If you create the file using: echo >testfile.txt then do a command line rename: ren testfile.txt test1.txt does the same problem occur ? I'm trying to track down the minimal set of operations that cause the difference. Jeremy.
Created attachment 7235 [details] windows xp - cmd create rename file
nor, problem doesn't occur on cmd. file aces are okay. root@supernova2:/space/groups/nfs [sol11]# ls -Vd test1.txt -rwxrwx---+ 1 adtest Domain Users 30 Jan 10 18:02 test1.txt owner@:rwxpdDaARWcCos:-------:allow group@:rwxpd-aARWc--s:-------:allow user:Administrator:rwxpdDaARWcCos:-------:allow group:fileserver admins:rwxpdDaARWcCos:-------:allow root@supernova2:/space/groups/nfs [sol11]#
So, just trying to understand - the command line create and rename log you sent shows success, right (i.e. the ACLs are correct) ? So I should compare this with attachment 7191 [details] showing a log of creating a new file using explorer that corrupts the ACLs, yes ? Jeremy.

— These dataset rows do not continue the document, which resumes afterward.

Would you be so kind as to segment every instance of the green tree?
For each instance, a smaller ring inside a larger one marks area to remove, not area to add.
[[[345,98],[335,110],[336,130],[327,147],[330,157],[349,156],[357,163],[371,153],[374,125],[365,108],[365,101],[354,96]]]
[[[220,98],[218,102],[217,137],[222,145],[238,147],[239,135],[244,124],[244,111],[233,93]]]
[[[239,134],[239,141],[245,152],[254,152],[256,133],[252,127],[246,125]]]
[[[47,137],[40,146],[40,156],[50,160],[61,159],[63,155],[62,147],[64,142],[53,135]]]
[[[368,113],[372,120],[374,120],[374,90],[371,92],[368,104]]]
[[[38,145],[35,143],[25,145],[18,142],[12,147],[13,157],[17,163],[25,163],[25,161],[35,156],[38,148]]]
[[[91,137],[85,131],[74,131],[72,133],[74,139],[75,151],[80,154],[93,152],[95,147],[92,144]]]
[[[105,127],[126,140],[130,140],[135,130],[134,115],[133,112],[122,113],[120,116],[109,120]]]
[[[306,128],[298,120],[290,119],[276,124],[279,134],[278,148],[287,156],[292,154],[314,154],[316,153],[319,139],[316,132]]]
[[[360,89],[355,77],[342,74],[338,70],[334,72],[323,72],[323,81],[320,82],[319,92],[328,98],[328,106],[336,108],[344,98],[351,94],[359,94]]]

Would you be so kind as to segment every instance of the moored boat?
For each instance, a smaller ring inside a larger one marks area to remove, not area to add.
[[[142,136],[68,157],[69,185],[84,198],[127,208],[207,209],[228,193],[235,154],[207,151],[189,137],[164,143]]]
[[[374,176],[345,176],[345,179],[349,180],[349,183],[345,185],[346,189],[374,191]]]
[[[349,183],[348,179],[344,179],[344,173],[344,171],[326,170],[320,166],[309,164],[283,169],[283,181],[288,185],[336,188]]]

(In reply to comment #22) > So, just trying to understand - the command line create and rename log you sent > shows success, right (i.e. the ACLs are correct) ? right! > So I should compare this with attachment 7191 [details] showing a log of creating a new file using explorer that corrupts the ACLs, yes ? yes, there have to be the difference.
I've seen NFS4 mounts work properly with more recent samba versions and vfs nfs4acl_xattr.